Prior to the ISAVET training, implementing partners met at a consultation workshop in Dakar to coordinate the most important aspects of the training. The meeting centred on partners’ efforts at sensitizing veterinary field epidemiologists on the “One Health” approach with the overall objective to improve the capacity of countries to prevent, detect and respond to the threats of human health and disease in the human-animal-environment interface.

The consultation also establishes a functional network of participants, instructors and mentors related to animal and public health to support basic ISAVET training and its sustainability. In his remarks, Khadim Guèye, representative of the Ministry of Livestock and Animal Productions, said, “There’s increased risk of transmitting zoonotic diseases by the contact between humans, animals and the environment. It is necessary to include a multi-sectoral approach, such as this ISAVET training, to fight these threats and strengthen the national surveillance and response system.”

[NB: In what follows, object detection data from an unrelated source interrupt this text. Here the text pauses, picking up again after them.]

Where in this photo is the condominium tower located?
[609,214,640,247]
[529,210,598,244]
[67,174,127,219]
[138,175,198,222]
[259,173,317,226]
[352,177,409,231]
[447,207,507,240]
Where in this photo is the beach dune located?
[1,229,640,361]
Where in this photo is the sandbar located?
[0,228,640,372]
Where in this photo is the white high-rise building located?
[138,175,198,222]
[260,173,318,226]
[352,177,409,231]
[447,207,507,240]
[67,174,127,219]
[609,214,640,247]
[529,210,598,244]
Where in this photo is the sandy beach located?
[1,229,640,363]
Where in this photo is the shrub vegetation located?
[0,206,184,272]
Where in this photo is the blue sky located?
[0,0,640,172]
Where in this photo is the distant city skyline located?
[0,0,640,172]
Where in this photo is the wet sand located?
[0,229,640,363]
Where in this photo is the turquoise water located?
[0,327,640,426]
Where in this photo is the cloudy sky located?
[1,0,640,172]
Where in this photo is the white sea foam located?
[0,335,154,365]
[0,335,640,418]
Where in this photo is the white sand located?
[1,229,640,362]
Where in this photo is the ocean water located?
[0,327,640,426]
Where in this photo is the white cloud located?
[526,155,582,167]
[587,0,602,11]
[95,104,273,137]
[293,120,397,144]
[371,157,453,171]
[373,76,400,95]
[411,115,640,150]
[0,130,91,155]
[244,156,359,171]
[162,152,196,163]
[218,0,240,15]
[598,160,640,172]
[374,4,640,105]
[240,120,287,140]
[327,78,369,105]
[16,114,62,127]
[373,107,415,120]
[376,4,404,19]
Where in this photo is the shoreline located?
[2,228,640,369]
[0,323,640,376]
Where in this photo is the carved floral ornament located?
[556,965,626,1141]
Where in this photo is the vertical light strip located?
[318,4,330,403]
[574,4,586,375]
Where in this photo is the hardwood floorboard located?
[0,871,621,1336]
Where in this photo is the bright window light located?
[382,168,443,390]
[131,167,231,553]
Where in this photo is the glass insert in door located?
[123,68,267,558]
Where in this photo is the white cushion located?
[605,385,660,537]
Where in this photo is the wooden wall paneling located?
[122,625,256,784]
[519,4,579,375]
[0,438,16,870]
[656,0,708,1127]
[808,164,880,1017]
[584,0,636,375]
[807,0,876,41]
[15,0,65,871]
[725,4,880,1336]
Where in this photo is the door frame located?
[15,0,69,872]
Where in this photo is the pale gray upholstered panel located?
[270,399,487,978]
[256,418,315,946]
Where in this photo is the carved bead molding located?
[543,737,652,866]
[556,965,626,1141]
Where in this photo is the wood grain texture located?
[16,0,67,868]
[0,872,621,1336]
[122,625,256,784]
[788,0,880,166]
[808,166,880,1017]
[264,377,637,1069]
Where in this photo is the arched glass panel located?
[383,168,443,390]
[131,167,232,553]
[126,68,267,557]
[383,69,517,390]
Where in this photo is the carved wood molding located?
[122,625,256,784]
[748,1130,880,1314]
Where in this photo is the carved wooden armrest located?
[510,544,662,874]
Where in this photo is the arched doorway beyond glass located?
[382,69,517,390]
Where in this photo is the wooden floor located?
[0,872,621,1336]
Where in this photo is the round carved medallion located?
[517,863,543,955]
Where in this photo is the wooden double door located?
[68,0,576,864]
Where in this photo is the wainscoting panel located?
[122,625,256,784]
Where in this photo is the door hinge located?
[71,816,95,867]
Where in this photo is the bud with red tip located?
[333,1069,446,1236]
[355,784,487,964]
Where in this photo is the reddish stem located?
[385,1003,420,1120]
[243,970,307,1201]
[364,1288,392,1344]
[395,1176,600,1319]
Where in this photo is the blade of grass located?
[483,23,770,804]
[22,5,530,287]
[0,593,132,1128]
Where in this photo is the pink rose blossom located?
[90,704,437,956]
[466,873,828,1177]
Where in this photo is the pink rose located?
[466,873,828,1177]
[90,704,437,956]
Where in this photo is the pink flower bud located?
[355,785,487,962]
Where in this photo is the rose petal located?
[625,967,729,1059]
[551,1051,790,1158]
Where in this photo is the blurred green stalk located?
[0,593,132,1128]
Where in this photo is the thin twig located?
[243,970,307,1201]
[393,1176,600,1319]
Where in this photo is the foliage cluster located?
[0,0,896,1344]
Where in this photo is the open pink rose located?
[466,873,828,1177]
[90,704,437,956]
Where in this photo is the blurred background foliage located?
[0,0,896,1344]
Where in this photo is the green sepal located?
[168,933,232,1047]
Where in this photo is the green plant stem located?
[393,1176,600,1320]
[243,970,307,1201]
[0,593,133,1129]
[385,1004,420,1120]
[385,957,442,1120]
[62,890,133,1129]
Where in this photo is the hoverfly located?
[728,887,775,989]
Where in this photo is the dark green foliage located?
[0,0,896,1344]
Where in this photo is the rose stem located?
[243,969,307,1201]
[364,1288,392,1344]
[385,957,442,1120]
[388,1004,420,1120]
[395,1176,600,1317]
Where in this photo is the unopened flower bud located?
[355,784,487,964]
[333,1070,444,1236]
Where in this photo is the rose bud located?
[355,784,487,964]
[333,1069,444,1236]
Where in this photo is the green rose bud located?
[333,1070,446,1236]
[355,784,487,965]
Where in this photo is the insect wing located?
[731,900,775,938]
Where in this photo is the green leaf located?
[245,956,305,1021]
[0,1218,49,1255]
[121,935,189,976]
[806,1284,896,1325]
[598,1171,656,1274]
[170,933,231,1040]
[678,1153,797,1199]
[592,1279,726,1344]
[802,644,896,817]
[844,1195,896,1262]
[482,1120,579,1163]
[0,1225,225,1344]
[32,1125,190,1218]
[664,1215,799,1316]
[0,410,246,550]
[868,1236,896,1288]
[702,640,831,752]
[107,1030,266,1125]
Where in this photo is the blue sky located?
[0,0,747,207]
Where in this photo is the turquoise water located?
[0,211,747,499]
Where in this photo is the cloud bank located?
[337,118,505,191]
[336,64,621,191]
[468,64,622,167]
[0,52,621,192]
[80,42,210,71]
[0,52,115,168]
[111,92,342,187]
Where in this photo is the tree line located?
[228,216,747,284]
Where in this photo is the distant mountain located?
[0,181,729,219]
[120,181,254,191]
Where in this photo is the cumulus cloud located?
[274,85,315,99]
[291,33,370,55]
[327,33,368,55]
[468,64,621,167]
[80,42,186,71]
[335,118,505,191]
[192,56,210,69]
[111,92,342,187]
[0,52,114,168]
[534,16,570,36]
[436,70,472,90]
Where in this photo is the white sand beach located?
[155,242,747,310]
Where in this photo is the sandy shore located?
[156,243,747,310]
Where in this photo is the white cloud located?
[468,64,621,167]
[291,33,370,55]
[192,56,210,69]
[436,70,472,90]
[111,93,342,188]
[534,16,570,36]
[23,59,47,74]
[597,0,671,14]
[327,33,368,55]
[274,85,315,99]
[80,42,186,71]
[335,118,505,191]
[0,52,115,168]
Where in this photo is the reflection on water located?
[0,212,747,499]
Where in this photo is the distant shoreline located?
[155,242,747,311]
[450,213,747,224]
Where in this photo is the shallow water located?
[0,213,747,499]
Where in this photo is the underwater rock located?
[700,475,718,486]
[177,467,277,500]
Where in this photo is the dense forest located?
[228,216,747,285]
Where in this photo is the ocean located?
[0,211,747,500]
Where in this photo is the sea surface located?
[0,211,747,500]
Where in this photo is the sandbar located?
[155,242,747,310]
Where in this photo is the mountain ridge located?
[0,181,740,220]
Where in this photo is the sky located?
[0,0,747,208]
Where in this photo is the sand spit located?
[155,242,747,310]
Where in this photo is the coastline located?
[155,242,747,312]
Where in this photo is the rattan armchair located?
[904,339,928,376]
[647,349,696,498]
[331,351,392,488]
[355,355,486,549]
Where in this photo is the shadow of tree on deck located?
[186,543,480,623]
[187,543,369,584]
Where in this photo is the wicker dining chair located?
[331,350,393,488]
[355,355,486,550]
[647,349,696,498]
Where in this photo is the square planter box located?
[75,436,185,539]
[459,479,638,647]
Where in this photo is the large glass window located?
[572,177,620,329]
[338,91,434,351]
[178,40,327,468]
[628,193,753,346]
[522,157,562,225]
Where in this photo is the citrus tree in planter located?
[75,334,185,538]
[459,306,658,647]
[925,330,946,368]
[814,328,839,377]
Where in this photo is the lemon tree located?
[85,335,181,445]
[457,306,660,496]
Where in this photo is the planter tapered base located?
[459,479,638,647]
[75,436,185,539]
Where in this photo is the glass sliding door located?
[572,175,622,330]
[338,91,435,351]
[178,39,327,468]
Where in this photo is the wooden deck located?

“This initiative signifies the commitment of international and regional partners in the implementation of the One Health Approach,” said Mamadou Ndiaye, representative of the Minister of Health and Social Action. FAO Acting Representative in Senegal, Priya Gajraj, acknowledged that “ISAVET is more than a training’’ and added, “It is a framework of exchange where international partners such as FAO, USAID, and IIAD, Texas A&M University together with the Government of Senegal contribute to the country’s development plan ‘Emerging Senegal.’ ”

ECTAD Regional Coordinator, Baba Soumaré explained that ISAVET training is based on practical, applicable and relevant issues for each country. The 21 participants, including directors of veterinary services and veterinary technical officers from seven West and Central African countries, will have the opportunity to carry out practical exercises and field visits, which will be the basis for developing projects based on country needs.

After the training, participants would return to their services to start their field projects under the supervision of their mentors. They will implement field projects based on topics agreed in advance between participants, mentors, and district supervisory units. Conducted in three months, participants will present their findings and discuss post-training activities in their respective countries.